初恋相手に失恋したので社交から距離を置いて、慎ましく観察眼を磨いていたのですが
ドサッと音がした。
思わず令息と自分の手を、視線を行ったり来たりさせる。
……細身だとは思っていたけれど、想像以上に紙のようにペラかったようだ。逃げ出すチャンスだけど、目を回して倒れている人を放っておいていいものか躊躇いが生じた。
近づこうかどうしようか迷い、クララの様子を窺うと、リエラの背後を見て固まっていた。

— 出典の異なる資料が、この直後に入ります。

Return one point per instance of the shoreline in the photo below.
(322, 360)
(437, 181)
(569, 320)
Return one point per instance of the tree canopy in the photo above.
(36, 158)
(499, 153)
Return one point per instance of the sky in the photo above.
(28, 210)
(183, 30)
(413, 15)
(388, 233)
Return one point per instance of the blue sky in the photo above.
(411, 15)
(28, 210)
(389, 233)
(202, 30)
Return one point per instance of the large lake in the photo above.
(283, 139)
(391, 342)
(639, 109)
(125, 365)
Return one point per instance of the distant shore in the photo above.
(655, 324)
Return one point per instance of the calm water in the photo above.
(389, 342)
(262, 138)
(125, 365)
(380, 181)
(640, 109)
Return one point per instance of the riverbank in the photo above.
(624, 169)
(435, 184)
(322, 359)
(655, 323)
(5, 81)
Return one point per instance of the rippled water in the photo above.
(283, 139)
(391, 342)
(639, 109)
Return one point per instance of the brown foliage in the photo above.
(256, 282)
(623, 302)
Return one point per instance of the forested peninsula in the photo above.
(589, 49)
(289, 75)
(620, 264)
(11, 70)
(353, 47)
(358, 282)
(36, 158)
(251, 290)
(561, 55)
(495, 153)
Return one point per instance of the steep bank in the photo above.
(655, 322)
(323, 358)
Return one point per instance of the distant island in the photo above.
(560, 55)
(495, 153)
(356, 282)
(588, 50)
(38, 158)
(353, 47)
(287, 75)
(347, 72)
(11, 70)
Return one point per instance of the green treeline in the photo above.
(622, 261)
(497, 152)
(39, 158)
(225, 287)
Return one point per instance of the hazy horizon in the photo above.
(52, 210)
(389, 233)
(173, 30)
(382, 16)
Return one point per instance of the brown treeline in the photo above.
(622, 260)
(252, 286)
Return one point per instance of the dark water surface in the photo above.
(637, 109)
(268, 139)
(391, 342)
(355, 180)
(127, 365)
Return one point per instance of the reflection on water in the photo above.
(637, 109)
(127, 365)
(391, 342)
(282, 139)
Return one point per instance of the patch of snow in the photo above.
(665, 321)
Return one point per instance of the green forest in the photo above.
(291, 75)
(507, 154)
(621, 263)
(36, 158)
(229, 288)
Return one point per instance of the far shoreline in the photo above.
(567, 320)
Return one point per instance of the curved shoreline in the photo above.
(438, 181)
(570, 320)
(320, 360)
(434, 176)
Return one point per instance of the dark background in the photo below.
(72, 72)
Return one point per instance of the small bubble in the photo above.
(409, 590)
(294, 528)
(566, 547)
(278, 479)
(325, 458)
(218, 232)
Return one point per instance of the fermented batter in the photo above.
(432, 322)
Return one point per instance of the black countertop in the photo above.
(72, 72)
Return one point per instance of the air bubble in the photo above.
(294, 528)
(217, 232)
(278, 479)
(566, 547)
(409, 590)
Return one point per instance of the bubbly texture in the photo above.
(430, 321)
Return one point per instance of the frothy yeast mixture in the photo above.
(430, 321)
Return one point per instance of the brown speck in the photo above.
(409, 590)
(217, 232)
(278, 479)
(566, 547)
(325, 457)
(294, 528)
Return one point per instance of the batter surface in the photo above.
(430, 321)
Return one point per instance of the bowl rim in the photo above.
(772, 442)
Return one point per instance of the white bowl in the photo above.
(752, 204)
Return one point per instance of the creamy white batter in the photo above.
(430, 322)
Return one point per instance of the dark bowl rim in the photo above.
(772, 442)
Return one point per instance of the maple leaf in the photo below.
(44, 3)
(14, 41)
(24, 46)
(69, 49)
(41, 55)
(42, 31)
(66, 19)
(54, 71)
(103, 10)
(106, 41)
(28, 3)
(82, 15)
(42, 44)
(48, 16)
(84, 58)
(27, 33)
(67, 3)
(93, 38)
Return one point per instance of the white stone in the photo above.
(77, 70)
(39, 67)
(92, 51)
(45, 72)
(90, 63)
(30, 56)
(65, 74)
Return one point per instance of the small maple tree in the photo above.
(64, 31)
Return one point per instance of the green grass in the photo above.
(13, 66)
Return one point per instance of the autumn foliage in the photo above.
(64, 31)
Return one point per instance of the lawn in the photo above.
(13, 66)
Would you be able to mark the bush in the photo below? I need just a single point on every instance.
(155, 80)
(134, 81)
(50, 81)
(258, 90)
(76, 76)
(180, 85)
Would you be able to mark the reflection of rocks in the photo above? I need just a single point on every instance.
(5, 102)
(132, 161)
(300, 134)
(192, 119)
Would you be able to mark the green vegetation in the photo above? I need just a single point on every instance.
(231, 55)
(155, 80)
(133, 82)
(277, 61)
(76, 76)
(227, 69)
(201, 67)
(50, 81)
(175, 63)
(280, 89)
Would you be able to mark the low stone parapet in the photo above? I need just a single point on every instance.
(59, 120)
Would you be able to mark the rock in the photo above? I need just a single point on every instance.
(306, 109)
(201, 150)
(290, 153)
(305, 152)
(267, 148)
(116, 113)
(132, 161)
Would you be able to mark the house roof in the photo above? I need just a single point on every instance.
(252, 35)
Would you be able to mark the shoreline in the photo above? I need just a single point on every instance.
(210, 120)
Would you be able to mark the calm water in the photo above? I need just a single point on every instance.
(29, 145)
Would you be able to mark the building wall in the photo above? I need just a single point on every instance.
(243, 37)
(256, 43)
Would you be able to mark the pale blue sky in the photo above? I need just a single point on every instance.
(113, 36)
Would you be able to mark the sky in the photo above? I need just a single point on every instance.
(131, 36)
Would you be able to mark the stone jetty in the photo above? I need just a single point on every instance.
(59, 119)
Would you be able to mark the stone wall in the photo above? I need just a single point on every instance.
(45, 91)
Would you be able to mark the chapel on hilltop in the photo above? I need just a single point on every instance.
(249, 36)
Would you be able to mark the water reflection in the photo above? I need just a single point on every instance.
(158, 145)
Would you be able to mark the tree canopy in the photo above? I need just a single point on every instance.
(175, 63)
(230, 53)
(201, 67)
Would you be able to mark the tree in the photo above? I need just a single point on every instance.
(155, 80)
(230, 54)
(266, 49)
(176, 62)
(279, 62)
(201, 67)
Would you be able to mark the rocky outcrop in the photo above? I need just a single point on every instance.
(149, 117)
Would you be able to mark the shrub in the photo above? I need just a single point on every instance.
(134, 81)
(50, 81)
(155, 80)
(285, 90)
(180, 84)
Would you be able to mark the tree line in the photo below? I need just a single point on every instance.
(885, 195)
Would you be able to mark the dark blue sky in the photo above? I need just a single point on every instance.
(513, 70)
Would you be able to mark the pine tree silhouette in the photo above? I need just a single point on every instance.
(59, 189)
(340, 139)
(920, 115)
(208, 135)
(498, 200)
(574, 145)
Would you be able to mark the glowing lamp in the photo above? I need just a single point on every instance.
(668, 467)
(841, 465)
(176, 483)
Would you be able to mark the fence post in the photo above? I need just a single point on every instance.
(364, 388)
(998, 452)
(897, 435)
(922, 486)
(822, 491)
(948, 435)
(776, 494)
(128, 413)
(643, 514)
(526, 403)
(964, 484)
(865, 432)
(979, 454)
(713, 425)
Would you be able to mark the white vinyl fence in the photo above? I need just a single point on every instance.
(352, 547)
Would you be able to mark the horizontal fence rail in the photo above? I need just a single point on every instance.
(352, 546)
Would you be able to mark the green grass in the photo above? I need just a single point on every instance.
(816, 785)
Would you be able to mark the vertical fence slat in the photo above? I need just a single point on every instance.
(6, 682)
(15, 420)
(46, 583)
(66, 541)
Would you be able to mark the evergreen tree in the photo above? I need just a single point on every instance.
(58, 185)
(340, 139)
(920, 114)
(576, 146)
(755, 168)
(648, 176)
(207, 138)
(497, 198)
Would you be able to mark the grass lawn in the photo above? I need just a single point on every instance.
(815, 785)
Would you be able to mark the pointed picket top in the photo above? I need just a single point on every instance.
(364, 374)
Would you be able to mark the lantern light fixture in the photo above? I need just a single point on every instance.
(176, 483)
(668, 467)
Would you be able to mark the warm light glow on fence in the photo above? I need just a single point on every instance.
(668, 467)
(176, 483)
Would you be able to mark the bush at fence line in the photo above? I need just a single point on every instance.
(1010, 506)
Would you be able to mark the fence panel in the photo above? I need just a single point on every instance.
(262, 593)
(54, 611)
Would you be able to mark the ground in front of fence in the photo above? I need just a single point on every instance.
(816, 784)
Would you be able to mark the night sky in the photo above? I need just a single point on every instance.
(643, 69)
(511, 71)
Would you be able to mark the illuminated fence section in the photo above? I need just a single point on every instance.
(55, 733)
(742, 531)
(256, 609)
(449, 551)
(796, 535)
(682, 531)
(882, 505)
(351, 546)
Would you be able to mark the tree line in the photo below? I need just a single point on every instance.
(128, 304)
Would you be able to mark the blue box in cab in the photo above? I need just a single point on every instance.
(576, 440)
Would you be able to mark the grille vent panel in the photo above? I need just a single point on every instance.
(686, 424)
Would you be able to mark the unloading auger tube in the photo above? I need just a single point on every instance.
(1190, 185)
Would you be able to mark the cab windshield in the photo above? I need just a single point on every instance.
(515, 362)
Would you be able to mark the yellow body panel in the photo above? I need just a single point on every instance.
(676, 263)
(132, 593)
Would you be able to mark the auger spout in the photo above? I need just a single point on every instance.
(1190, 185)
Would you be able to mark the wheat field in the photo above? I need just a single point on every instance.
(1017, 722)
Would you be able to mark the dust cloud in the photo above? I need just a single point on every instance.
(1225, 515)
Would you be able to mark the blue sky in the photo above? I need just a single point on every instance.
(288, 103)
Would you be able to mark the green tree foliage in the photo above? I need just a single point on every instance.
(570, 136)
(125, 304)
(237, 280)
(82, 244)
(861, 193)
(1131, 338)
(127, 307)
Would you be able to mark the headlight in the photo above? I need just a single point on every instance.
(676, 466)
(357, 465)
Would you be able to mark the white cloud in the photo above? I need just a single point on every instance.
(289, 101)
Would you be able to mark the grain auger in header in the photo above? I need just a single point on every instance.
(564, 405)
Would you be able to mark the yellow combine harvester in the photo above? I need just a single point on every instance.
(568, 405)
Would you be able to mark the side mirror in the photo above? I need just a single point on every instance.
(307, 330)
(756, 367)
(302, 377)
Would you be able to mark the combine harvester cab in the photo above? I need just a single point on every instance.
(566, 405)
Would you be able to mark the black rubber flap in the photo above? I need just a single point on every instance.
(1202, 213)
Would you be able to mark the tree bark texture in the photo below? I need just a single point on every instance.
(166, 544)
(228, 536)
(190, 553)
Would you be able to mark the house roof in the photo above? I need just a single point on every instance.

まさか憲兵が? 逮捕されたらどうしようかとリエラも恐る恐る後ろを振り返った。
そこには緊迫した思考を上回るもの。
「う、ウォーカー令息……」
逃げたリエラを追いかけてきたのだろう、息を切らせたシェイドが立っていた。
(やばい、やばい)
頭の中で警鐘が鳴り響くも、四肢は痺れたように動く気配がない。自分の口から魂が半分抜けていったのが見えた。気がした……
「大丈夫ですか? リエラ嬢」
しかし肩に置かれたシェイドの手に、リエラはハッと意識を取り戻した。
(あ、眼鏡……)
いつもの装備は胸のポケットに収められており、前髪も汗で撫で付けられていて、子供の頃以来のご尊顔が全開である。
(クライド殿下にも引けを取らない美しさに目が潰れそう、ああ眼福……じゃなくて──!)
リエラは自分で自分の頬を殴る勢いで目を覚まし、今の状況に戦慄した。
自分は伸びてるセドリー令息から、婚約破棄をされたと称される身の上なのだ。勿論根も葉もない誤解であるのだが、果たして、一見して、……これはどう見えるだろうか……
ぞっと悪寒が背中を駆け上がった。